A l’Elysée, l’abstinence est morte avec le gaullisme et, depuis 1974, les présidents sont tous de grands amateurs de femmes, à la vie sentimentale débridée. Nombreuses parmi leurs conquêtes sont les journalistes, notamment à une époque où le laxisme déontologique n’avait d’égal que le relâchement des moeurs.

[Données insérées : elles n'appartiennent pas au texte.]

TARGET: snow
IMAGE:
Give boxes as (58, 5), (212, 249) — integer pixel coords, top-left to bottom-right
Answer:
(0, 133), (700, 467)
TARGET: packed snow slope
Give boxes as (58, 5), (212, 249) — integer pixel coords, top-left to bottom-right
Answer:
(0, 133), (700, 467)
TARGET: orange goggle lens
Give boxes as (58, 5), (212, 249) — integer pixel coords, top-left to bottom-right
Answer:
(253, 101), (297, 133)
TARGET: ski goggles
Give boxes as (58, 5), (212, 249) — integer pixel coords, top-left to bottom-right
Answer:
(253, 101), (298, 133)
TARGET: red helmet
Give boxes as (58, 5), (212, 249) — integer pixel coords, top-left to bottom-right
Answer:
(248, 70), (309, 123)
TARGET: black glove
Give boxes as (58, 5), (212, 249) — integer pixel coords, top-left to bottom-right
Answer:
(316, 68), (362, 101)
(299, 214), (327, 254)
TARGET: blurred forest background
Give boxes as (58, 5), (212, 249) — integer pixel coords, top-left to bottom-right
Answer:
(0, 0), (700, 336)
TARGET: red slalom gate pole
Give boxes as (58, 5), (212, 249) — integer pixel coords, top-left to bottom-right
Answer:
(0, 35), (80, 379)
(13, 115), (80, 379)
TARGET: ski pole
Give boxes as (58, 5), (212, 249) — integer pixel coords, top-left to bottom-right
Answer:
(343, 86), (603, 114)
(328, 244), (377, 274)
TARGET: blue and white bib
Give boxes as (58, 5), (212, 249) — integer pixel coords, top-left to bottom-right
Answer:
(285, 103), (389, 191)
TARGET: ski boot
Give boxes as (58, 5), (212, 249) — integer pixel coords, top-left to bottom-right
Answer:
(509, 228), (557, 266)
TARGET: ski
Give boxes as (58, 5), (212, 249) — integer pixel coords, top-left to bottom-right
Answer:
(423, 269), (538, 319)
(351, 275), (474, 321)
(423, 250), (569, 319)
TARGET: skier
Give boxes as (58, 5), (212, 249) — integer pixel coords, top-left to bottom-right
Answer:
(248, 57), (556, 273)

Avec Renaud Revel, rédacteur en chef Médias au Vif/L’Express, qui a plongé sous les draps élyséens, retrouvons le maître en séduction, François Mitterrand.

[EXTRAITS]

Jacqueline en forêt

Elle le regardait, sans le quitter des yeux, s’avancer à travers une foule de militants le cernant en rangs serrés. Nous étions à quelques mois de l’élection présidentielle de 1965 et François Mitterrand sortait d’une salle des fêtes à quelques kilomètres de Nevers, ville où se déroulait le « Banquet des 1 000 », un vaste raout socialiste qui allait mettre sa campagne sur orbite. […] « Venez, Jacqueline, je vous emmène avec moi. » Enchantée, Jacqueline Chabridon s’insinua dans son sillage avant de s’engouffrer à son côté dans sa voiture. Le véhicule fit quelques kilomètres sur une route nationale, avant de brusquement bifurquer sur un petit chemin forestier, où François Mitterrand stoppa net et coupa le moteur. Ce haut couturier de la politique, qui travaillait d’ordinaire ses conquêtes à l’aiguille, abandonna ses bonnes manières pour du prêt-à-draguer à la hussarde : « Mais qu’est-ce qui vous prend, président ? » lança la jeune femme, qui n’était autre, à l’époque, que l’épouse de son ami Charles Hernu. « Si vous vous autorisez cela, c’est que Charles me trompe ! » asséna celle dont le corsage, visité par des mains expertes, était déjà sous séquestre. Tout à coup désemparé par cette remarque, François Mitterrand stoppa net sa fouille au corps et battit en retraite, avant de s’employer à la rassurer sur la fidélité de son mari.

Le joli sein de Sagan…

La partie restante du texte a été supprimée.